In short, our article reflects two major purposes, one conceptual and one empirical. First, we aimed to develop a better conceptual vantage point to analyse the potential problem-solving contributions of different non-state actors and institutions (including a critical perspective on the normative implications of such a development). In light of a growing complexity of global climate policy, we believe that an expansion of our analytical toolkit is both necessary and rewarding. We argue that next to the international arena of global climate governance consisting of states and public agencies, there is an increasingly institutionalized arena of transnational global climate governance. What is missing to date is a detailed assessment of agency beyond the state in regard to the institutional arrangements different actors create and sustain in order to address the problem of climate change and the resulting overarching architecture of climate governance. Consequently, as our second purpose, we attempt to provide an up-to-date empirical account of the burgeoning field of transnational climate governance and a critical assessment of its problem-solving capacity.

With regard to the former objective, we have provided a broader perspective on global climate governance that takes into account public, hybrid and private sources of authority. We have provided an overview of central empirical developments in the field, with a focus on those that are still linked to the international arena (e.g. the partnerships that have emerged from the 2002 Johannesburg Summit) and those that operate in greater distance from the established field of international politics, such as the carbon neutrality approach.

In sum, our empirical analysis has highlighted some important aspects: first, transnational approaches towards global climate change governance might increase the transparency of the system, for example through initiatives like the Carbon Disclosure Project. Second, transnational approaches provide a clear signal to the political system of national governments and international organizations that climate change features high on the global agenda. Third, public–private partnerships, such as the WSSD partnerships and the CDM, have displayed rather mixed results. And finally, Carbon Neutrality emerges as novel discourse in global climate governance that potentially shifts the agency from public actors such as states to individuals.

Concluding from our empirical analysis, we want to bring forward some preliminary critical observations. First, the frequent interlinkages within the transnational arena (e.g. between CSR initiatives and carbon neutrality) and beyond (e.g. the link between carbon neutrality and the carbon market) make the overall system more complex. This offers more possibilities for issues-linkages and strategic bargains among actors (both governments and non-state actors), but at the same time increases the need for coordination among a growing number of agents in global climate governance. It remains to been seen how higher degrees of coordination can be achieved in the absence of a centralized structure of authority and before norms, rules and procedures are established and recognized by a large part of the relevant actors.
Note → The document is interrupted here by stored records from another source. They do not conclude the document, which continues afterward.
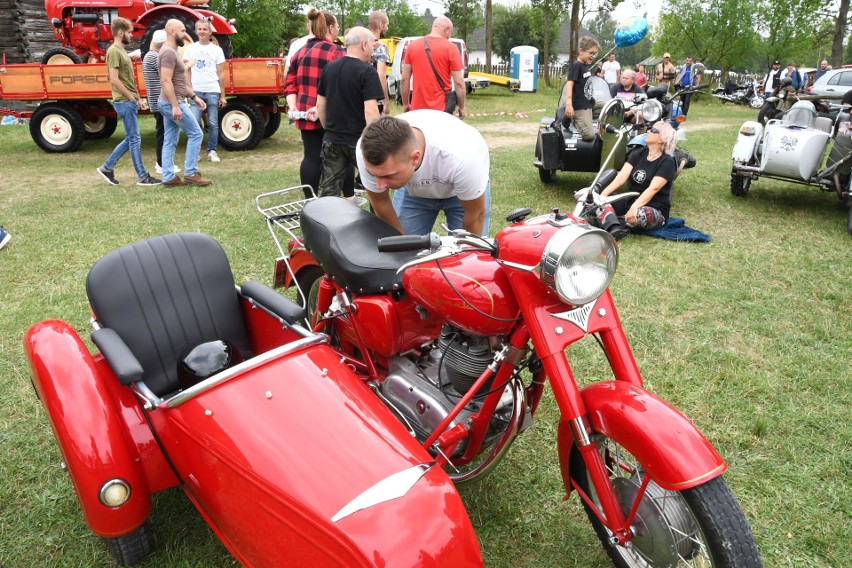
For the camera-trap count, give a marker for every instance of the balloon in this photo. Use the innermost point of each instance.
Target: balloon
(630, 31)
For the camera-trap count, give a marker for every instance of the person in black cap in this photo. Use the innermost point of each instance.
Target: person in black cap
(772, 79)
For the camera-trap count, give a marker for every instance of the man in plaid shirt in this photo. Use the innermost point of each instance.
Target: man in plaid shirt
(300, 88)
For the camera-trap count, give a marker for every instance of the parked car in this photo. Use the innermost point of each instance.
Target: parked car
(834, 83)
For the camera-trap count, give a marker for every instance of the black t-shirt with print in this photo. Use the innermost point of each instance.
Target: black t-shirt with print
(644, 171)
(582, 97)
(346, 83)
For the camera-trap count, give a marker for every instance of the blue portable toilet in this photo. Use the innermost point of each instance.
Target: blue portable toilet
(523, 65)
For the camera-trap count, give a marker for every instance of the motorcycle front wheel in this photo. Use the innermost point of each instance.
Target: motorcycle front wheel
(702, 526)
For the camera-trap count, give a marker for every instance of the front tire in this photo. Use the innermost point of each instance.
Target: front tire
(241, 125)
(701, 526)
(130, 549)
(740, 184)
(57, 127)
As a result, we need to further our knowledge about the systemic interaction between the international and transnational global climate arena and the possibility for effective and equitable governance, taking into account a growing number of agents in a multiplicity of institutional contexts. Second, as there is currently neither an overall account of the mitigation commitments brought forward by a host of private actors nor a trustworthy verification system for those commitments, the effectiveness of transnational climate mitigation instruments remains to be assessed. However, we believe that our remapping exercise presented in this article can be a useful starting point for future research on the role and relevance of transnational approaches to the global climate crisis.